Donald Trump concedeu clemência total a Stephen Buyer, ex-deputado republicano de Indiana, condenado por insider trading. Buyer recebeu a anistia enquanto o governo federal promove, em estados controlados pelos democratas, uma dura contestação a fraudes. A decisão é parte do uso dos poderes de perdão, segundo a Casa Branca.

Buyer cumpriu 22 meses de prisão em 2023, por operações com ações feitas quando atuava como consultor e lobista. Ele também teve de abrir mão de mais de 350 mil dólares e pagar uma multa de 10 mil, cumprindo a sentença. Foi libertado em 2025.
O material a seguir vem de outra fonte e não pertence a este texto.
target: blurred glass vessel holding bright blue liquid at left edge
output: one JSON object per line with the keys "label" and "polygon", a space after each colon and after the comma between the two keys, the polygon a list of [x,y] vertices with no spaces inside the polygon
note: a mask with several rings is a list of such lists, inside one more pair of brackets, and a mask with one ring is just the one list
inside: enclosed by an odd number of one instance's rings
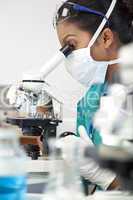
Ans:
{"label": "blurred glass vessel holding bright blue liquid at left edge", "polygon": [[26,155],[19,145],[17,130],[5,123],[4,113],[9,109],[5,105],[0,109],[0,199],[25,200]]}

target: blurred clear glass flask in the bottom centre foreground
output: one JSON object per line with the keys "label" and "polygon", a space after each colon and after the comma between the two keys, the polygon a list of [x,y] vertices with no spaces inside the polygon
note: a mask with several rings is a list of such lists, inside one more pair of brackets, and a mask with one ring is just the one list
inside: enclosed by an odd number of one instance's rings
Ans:
{"label": "blurred clear glass flask in the bottom centre foreground", "polygon": [[85,198],[78,170],[78,145],[78,138],[70,138],[68,143],[63,139],[52,141],[50,157],[53,166],[44,191],[44,199],[82,200]]}

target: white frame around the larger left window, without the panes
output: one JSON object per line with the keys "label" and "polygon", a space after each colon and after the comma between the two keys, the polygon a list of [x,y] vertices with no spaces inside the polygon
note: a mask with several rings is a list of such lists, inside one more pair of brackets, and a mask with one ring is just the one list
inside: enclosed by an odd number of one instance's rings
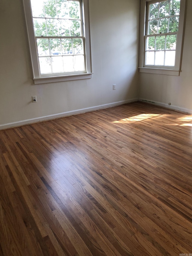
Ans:
{"label": "white frame around the larger left window, without the panes", "polygon": [[[90,42],[90,26],[89,26],[89,3],[88,0],[79,0],[82,8],[82,39],[84,42],[85,54],[85,71],[76,72],[75,74],[61,75],[59,73],[41,74],[38,64],[38,49],[36,45],[35,33],[33,28],[33,17],[30,0],[23,0],[24,11],[27,24],[27,32],[29,38],[30,56],[32,61],[33,80],[35,84],[61,82],[79,79],[88,79],[92,77],[91,63],[91,42]],[[46,37],[44,37],[46,38]],[[60,38],[60,37],[57,37]]]}

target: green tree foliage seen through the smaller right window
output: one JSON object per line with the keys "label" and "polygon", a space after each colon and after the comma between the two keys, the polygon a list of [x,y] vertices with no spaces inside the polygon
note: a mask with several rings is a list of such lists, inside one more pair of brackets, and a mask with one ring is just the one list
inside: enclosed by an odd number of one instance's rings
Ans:
{"label": "green tree foliage seen through the smaller right window", "polygon": [[[177,32],[179,27],[180,0],[166,0],[151,4],[149,7],[149,33],[155,35],[167,32]],[[168,18],[170,13],[170,17]],[[159,20],[159,23],[158,23]],[[169,26],[169,28],[168,28]],[[167,35],[166,50],[176,44],[176,35]],[[156,50],[165,49],[165,36],[156,36]],[[155,36],[149,37],[148,50],[155,50]]]}

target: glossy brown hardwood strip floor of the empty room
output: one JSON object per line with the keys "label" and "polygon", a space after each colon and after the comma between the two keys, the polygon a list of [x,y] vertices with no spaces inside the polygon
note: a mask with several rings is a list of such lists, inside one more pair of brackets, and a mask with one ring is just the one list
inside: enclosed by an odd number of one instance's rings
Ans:
{"label": "glossy brown hardwood strip floor of the empty room", "polygon": [[0,131],[0,255],[192,255],[191,155],[143,103]]}

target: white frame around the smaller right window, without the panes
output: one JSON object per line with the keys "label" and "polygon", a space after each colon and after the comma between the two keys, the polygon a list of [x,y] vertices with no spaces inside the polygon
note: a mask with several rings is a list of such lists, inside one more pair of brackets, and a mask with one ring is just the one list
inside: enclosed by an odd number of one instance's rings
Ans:
{"label": "white frame around the smaller right window, without the panes", "polygon": [[[182,50],[184,41],[184,25],[185,25],[185,12],[186,12],[186,0],[181,0],[180,15],[179,15],[179,29],[177,33],[177,44],[176,44],[176,61],[175,66],[157,66],[157,65],[145,65],[145,54],[146,54],[146,35],[147,35],[147,22],[148,22],[148,6],[159,1],[141,0],[140,7],[140,56],[139,56],[139,71],[142,73],[152,74],[164,74],[179,76],[182,64]],[[165,34],[157,34],[165,35]],[[155,35],[154,35],[155,36]]]}

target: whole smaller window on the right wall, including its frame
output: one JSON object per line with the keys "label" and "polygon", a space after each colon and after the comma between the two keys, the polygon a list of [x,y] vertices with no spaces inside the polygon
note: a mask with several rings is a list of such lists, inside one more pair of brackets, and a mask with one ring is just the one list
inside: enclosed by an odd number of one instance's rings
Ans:
{"label": "whole smaller window on the right wall, including its frame", "polygon": [[142,0],[141,8],[140,72],[179,75],[185,0]]}

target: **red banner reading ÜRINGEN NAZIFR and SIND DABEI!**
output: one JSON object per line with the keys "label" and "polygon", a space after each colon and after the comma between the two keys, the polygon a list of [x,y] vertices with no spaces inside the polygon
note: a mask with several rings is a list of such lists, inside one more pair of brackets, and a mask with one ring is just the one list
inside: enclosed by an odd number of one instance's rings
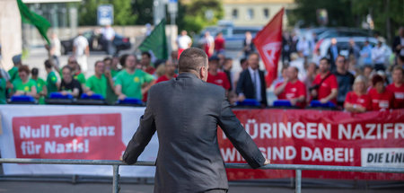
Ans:
{"label": "red banner reading \u00dcRINGEN NAZIFR and SIND DABEI!", "polygon": [[[353,114],[328,110],[234,110],[272,163],[404,167],[404,110]],[[224,162],[245,162],[223,132]],[[229,180],[294,177],[294,171],[228,169]],[[303,171],[305,178],[404,180],[400,173]]]}

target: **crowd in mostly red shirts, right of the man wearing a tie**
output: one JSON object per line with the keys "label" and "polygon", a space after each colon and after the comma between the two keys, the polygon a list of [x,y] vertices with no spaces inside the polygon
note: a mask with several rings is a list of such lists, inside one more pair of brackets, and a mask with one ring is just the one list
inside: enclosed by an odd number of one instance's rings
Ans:
{"label": "crowd in mostly red shirts, right of the man wearing a tie", "polygon": [[[289,35],[292,34],[292,35]],[[386,56],[388,48],[379,37],[374,47],[369,40],[359,47],[349,39],[347,53],[338,47],[336,38],[330,39],[325,56],[318,60],[313,45],[316,41],[299,38],[295,33],[283,35],[283,68],[274,81],[274,92],[279,100],[294,100],[286,97],[286,85],[292,78],[286,70],[289,66],[298,72],[297,79],[308,91],[307,104],[317,100],[332,103],[338,109],[352,112],[368,110],[390,110],[404,108],[404,86],[402,56],[404,56],[404,29],[392,43],[394,56]],[[341,56],[341,54],[347,56]],[[387,57],[395,57],[393,62]],[[292,74],[293,75],[293,74]],[[295,97],[295,95],[293,95]],[[304,107],[304,106],[297,106]]]}

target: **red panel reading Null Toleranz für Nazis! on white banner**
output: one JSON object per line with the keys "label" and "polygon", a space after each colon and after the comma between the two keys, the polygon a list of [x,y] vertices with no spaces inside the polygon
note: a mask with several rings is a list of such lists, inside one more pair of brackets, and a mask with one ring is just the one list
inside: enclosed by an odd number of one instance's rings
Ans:
{"label": "red panel reading Null Toleranz f\u00fcr Nazis! on white banner", "polygon": [[17,158],[119,160],[120,114],[13,118]]}

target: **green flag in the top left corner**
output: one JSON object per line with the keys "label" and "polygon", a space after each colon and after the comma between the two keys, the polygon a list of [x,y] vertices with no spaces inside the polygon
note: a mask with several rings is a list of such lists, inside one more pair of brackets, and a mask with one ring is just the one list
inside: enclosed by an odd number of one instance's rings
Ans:
{"label": "green flag in the top left corner", "polygon": [[40,35],[42,35],[42,37],[47,40],[48,44],[50,44],[47,36],[47,31],[50,27],[48,20],[37,13],[31,12],[27,5],[22,3],[22,0],[17,0],[17,4],[18,9],[20,9],[22,22],[34,25],[38,31],[40,31]]}

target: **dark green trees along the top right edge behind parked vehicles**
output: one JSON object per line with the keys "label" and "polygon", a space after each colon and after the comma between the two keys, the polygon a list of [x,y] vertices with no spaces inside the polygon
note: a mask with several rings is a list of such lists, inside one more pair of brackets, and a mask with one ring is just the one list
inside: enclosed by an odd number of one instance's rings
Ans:
{"label": "dark green trees along the top right edge behind parked vehicles", "polygon": [[292,24],[303,23],[303,27],[317,26],[317,9],[326,9],[329,16],[328,26],[360,28],[366,15],[371,14],[374,31],[379,31],[388,42],[404,24],[404,4],[402,0],[296,0],[297,7],[288,19]]}

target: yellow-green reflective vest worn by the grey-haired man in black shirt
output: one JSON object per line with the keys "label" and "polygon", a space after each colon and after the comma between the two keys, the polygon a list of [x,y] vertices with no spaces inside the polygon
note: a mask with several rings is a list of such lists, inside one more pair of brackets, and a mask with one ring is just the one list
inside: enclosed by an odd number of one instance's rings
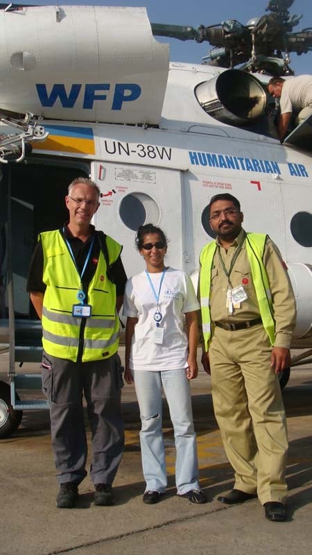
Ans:
{"label": "yellow-green reflective vest worn by the grey-haired man in black shirt", "polygon": [[[53,357],[77,361],[83,341],[83,362],[107,359],[119,345],[119,318],[116,314],[116,286],[106,275],[105,257],[100,252],[85,302],[92,315],[72,315],[78,304],[80,276],[59,230],[40,234],[44,253],[43,282],[46,284],[42,309],[42,345]],[[109,264],[116,262],[121,245],[106,236]],[[85,320],[85,323],[82,320]],[[81,336],[82,335],[82,336]]]}

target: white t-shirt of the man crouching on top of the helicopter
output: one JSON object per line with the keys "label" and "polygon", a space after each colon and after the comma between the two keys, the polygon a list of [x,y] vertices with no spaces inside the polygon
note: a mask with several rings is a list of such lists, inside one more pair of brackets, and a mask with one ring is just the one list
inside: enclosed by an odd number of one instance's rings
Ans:
{"label": "white t-shirt of the man crouching on top of the helicopter", "polygon": [[312,106],[312,75],[298,75],[285,80],[279,100],[281,114]]}

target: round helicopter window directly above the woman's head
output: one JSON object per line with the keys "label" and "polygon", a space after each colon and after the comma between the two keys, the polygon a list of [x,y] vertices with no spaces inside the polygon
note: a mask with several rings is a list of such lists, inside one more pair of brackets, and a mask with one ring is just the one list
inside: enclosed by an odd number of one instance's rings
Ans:
{"label": "round helicopter window directly above the woman's head", "polygon": [[137,231],[139,225],[152,221],[157,225],[160,219],[159,206],[145,193],[132,193],[121,200],[119,215],[130,230]]}

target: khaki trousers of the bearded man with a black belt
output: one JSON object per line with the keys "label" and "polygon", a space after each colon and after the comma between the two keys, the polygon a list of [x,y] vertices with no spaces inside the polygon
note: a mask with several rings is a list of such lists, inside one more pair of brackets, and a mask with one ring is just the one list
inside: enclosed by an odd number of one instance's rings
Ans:
{"label": "khaki trousers of the bearded man with a black belt", "polygon": [[286,416],[271,348],[262,325],[228,332],[216,327],[209,347],[212,399],[234,488],[259,501],[285,503]]}

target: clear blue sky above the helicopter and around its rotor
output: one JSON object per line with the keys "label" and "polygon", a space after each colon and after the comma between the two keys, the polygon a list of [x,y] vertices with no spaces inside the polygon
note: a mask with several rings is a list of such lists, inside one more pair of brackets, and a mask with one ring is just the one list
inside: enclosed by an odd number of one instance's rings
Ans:
{"label": "clear blue sky above the helicopter and around its rotor", "polygon": [[[3,0],[2,0],[3,1]],[[34,5],[52,5],[53,1],[29,0]],[[93,0],[93,1],[60,1],[64,5],[98,5],[98,6],[145,6],[148,11],[150,22],[167,23],[176,25],[191,25],[197,27],[215,25],[225,19],[237,19],[241,24],[246,24],[252,17],[261,16],[265,13],[268,0]],[[295,31],[305,27],[312,27],[311,0],[295,0],[289,8],[291,13],[303,14]],[[157,38],[157,40],[162,40]],[[197,44],[193,41],[182,42],[180,40],[165,39],[171,45],[170,58],[175,62],[200,63],[202,56],[209,50],[209,44]],[[295,74],[312,73],[312,52],[297,56],[291,54],[291,67]]]}

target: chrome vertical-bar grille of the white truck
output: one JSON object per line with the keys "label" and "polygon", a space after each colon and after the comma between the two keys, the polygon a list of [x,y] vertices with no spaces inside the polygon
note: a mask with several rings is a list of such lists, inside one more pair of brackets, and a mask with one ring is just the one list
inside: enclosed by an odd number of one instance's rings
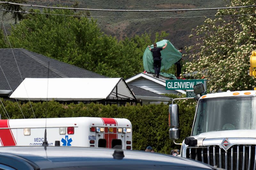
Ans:
{"label": "chrome vertical-bar grille of the white truck", "polygon": [[254,170],[255,145],[234,145],[227,151],[219,146],[187,148],[186,157],[227,170]]}

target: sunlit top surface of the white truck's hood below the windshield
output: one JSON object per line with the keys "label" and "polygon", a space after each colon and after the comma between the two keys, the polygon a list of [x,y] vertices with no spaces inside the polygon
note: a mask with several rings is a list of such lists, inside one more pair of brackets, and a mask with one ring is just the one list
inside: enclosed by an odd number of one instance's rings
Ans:
{"label": "sunlit top surface of the white truck's hood below the windshield", "polygon": [[200,133],[194,138],[256,138],[256,130],[211,131]]}

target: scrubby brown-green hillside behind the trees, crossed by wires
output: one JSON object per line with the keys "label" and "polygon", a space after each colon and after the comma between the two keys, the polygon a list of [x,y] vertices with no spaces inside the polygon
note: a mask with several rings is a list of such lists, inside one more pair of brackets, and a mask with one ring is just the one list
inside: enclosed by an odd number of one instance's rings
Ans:
{"label": "scrubby brown-green hillside behind the trees, crossed by wires", "polygon": [[[65,5],[71,6],[75,0],[28,0],[28,4],[38,5]],[[192,9],[192,8],[212,8],[223,7],[227,5],[225,0],[168,0],[149,3],[145,0],[131,1],[101,1],[101,0],[79,0],[79,8],[93,9],[129,9],[129,10],[154,10],[154,9]],[[175,47],[190,46],[193,44],[188,35],[191,29],[197,25],[201,25],[204,21],[202,18],[129,18],[129,17],[187,17],[187,16],[204,16],[214,15],[216,11],[190,11],[190,12],[105,12],[91,11],[91,16],[104,17],[128,17],[128,18],[97,18],[97,23],[101,30],[108,35],[116,36],[117,39],[132,37],[135,34],[141,35],[144,32],[152,34],[154,40],[155,32],[166,31],[169,33],[167,39],[172,42]],[[10,20],[9,22],[10,23]]]}

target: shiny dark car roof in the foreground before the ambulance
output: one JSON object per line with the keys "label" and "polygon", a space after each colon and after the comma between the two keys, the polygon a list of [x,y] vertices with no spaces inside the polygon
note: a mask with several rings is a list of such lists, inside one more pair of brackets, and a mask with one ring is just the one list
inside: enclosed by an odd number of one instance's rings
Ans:
{"label": "shiny dark car roof in the foreground before the ambulance", "polygon": [[[162,169],[162,166],[182,167],[182,169],[213,169],[213,167],[191,159],[145,151],[117,150],[124,152],[123,159],[114,159],[114,149],[84,148],[84,147],[0,147],[0,158],[3,155],[13,155],[27,161],[35,169],[63,167],[108,167],[120,166],[126,169],[140,166],[151,166]],[[118,155],[118,154],[117,154]],[[116,154],[114,154],[116,156]],[[117,158],[120,158],[117,156]],[[122,157],[121,157],[122,158]],[[0,164],[3,163],[0,159]],[[6,165],[6,164],[5,164]],[[129,168],[127,167],[129,166]],[[157,168],[159,166],[159,168]],[[145,167],[144,167],[145,168]],[[77,169],[77,168],[76,168]],[[79,169],[79,168],[78,168]],[[89,168],[90,169],[90,168]],[[97,169],[97,168],[96,168]],[[103,169],[103,168],[99,168]],[[125,168],[123,168],[125,169]],[[136,169],[136,168],[135,168]],[[147,168],[148,169],[148,168]]]}

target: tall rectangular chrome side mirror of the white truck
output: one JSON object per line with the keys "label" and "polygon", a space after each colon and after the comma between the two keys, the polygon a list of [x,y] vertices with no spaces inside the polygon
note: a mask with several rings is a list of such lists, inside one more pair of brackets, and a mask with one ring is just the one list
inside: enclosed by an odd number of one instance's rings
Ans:
{"label": "tall rectangular chrome side mirror of the white truck", "polygon": [[169,105],[169,137],[172,140],[179,139],[179,106],[177,104]]}

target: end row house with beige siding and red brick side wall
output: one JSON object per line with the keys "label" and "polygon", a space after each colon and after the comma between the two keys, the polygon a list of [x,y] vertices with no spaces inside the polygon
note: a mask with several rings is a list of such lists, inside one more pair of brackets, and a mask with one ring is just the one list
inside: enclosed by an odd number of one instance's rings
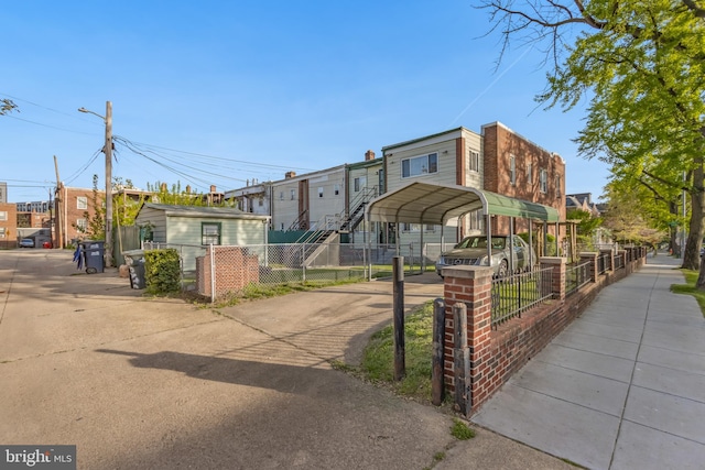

A Suprema Corte dos EUA rejeitou, em maio, o recurso de Buyer sem comentários ou dissidências. O perdão foi divulgado pela Casa Branca na sexta-feira, com data de quinta-feira, e o presidente o descreveu como um fisioterapeuta da justiça que reconhece a carreira de Buyer na lei e no serviço público.

Buyer afirmou que o perdão corrige uma acusação politicamente motivada e que foi injustiçado. O ex-deputado participou de casos ligados à fusão entre T-Mobile e Sprint, em 2018, além de envolver a Navigant em operações com seu cliente Guidehouse. A decisão não apaga o registro criminal, mas pode ser vista como ato de clemência.